Claire Bishop’s “Artificial Hells” is a particularly on-point critique of the neoliberal appropriation of the social inclusion rhetoric. The Orwellian doublespeak in advocating for social inclusion to promote individualism is as appalling as it is hind-sight obvious, as this quote sums up:
The social inclusion agenda is therefore less about repairing the social bond than a mission to enable all members of society to be self-administering, fully functioning consumers who do not rely on the welfare state and who can cope with a deregulated, privatised world. (Bishop)
Alan Kaprow’s “How to make a happening” advocates for a complete removal of art and performance from participatory events, in order to dismantle the preconceived notions of what “art” should be, of who is meant to evaluate it and by which metrics. “No Ghost Just A Shell” by Huyghe and Parreno create a participatory frustration of the commercialisation of creativity, by purchasing an off-the-shelf manga character and infusing it with community-created life.

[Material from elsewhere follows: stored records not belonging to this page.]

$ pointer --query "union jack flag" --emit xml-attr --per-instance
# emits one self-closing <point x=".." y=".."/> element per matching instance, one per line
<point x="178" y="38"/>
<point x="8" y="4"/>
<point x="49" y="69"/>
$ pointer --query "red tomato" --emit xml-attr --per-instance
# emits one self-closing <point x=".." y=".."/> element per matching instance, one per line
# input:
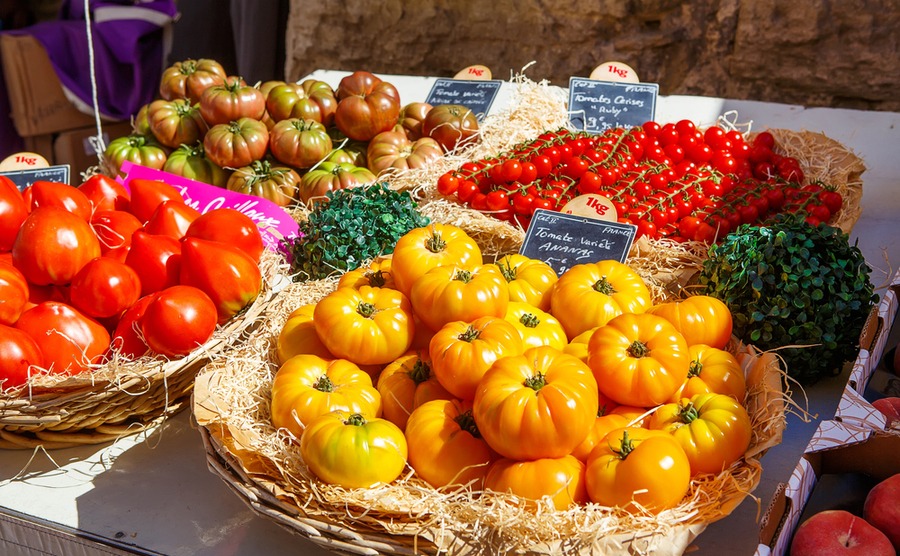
<point x="13" y="211"/>
<point x="127" y="337"/>
<point x="18" y="353"/>
<point x="146" y="195"/>
<point x="114" y="228"/>
<point x="69" y="340"/>
<point x="104" y="287"/>
<point x="230" y="277"/>
<point x="52" y="246"/>
<point x="105" y="193"/>
<point x="229" y="226"/>
<point x="13" y="293"/>
<point x="178" y="320"/>
<point x="171" y="218"/>
<point x="156" y="259"/>
<point x="60" y="195"/>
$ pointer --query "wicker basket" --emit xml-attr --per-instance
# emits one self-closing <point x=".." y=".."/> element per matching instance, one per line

These three readings of participation in art all share a fil rouge of creating socially shared art by subverting what art means, both as academic concept, and as economic product, in order to redefine how artistic endeavours can connect people. However, why should that be a bad thing? Doesn’t the recognition of value in art simply state that there is worth in what we’re creating, since someone else would be willing to part with something of their own in order to partake in it?
The risk lies in misguided incentives: if we acknowledge that art holds value, we then recognise that such value runs the risk of becoming more important than art itself, and the drive for (academic, economic) profit tends to replace the drive for creation and participation. In other words, we run the risk of mistaking the pickle salad for the main dish. Another problem is the false codependence of value and worth: if we consider that only those artistic endeavours that hold recognised value are worth pursuing or funding, since they can be measured and quantified as having value, we risk losing focus of all the potential explosions of innovation that might come from pursuing valueless endeavours.
I am personally a huge fan of valueless endeavours. In order to have value, a thing needs to be recognised as valuable by some entity. That entity needs to have had previous experience with such a valuable thing, in order to be able to assign value to it. Therefore, objects with value are by definition already-seen solutions and repetitions of previous valuable things. Something truly new will have no value assigned to it when it’s born, because no one can know how to parse it for value — it will become value-ready only once it gains enough momentum and visibility to initiate the feedback loop of positive judgement by the audience. But in its birth and initial stages, it will necessarily be a valueless endeavour.
What is the dimension of pursuing valueless collaboration within computational arts? The medium itself provides massive potential for collaboration with reduced barriers of entry. An example of collaborative happening is Twitch Plays Pokemon — a 300-hour tour de force game of Pokemon Red where commands were issued exclusively via real-time chat by whoever was logged in at the moment. With peaks of tens of millions of viewers, the community incredibly managed to finish the game, and provided an example of a generative, emergent, online happening that subverted the commercial logic of a consumer product.
When discussing the potential for collaboration within computational arts, we need to take into account the non-human actors in this collaborative space. Algorithmic decision making and filtering means that communication and collaboration flows will be influenced by non-human actors. This, depending on the platform or medium, can be both a positive and a negative addition to the artistic space. For example, if the algorithmic mediation is driven by consumerist ideals, it will tend to manipulate the information stream towards a ROI logic; but we can easily imagine an algorithmic mediation mechanism designed specifically to produce unexpected artistic worth within a larger collaboration of human and non-human actors, for the emergence of art that truly hasn’t been seen before.